Language models demonstrate both quantitative improvement and new qualitative capabilities with increasing scale. Despite their potentially transformative impact, these new capabilities are as yet poorly characterized. In order to inform future research, prepare for disruptive new model capabilities, and ameliorate socially harmful effects, it is vital that we understand the present and near-future capabilities and limitations of language models. To address this challenge, we introduce the Beyond the Imitation Game benchmark (BIG-bench). BIG-bench currently consists of 204 tasks, contributed by 442 authors across 132 institutions. Task topics are diverse, drawing problems from linguistics, childhood development, math, common-sense reasoning, biology, physics, social bias, software development, and beyond. BIG-bench focuses on tasks that are believed to be beyond the capabilities of current language models.
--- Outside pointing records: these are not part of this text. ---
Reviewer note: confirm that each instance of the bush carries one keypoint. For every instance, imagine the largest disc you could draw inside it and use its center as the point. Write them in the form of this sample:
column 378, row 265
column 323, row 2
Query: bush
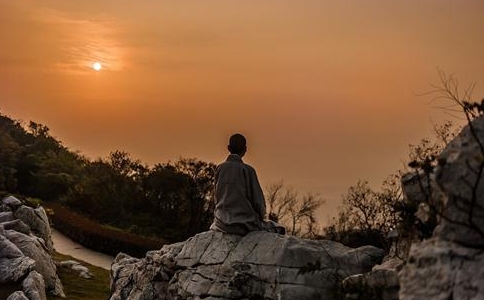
column 99, row 237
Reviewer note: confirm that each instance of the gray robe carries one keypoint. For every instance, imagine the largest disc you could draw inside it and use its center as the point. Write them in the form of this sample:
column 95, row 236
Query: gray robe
column 239, row 201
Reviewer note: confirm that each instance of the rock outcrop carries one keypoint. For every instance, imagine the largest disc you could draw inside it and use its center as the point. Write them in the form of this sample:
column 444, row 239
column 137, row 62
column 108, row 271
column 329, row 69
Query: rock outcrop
column 450, row 265
column 25, row 251
column 260, row 265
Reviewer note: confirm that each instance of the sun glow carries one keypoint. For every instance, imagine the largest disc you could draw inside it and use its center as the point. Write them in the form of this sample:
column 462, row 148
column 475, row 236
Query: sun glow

We evaluate the behavior of OpenAI's GPT models, Google-internal dense transformer architectures, and Switch-style sparse transformers on BIG-bench, across model sizes spanning millions to hundreds of billions of parameters. In addition, a team of human expert raters performed all tasks in order to provide a strong baseline. Findings include: model performance and calibration both improve with scale, but are poor in absolute terms (and when compared with rater performance); performance is remarkably similar across model classes, though with benefits from sparsity; tasks that improve gradually and predictably commonly involve a large knowledge or memorization component, whereas tasks that exhibit "breakthrough" behavior at a critical scale often involve multiple steps or components, or brittle metrics; social bias typically increases with scale in settings with ambiguous context, but this can be improved with prompting.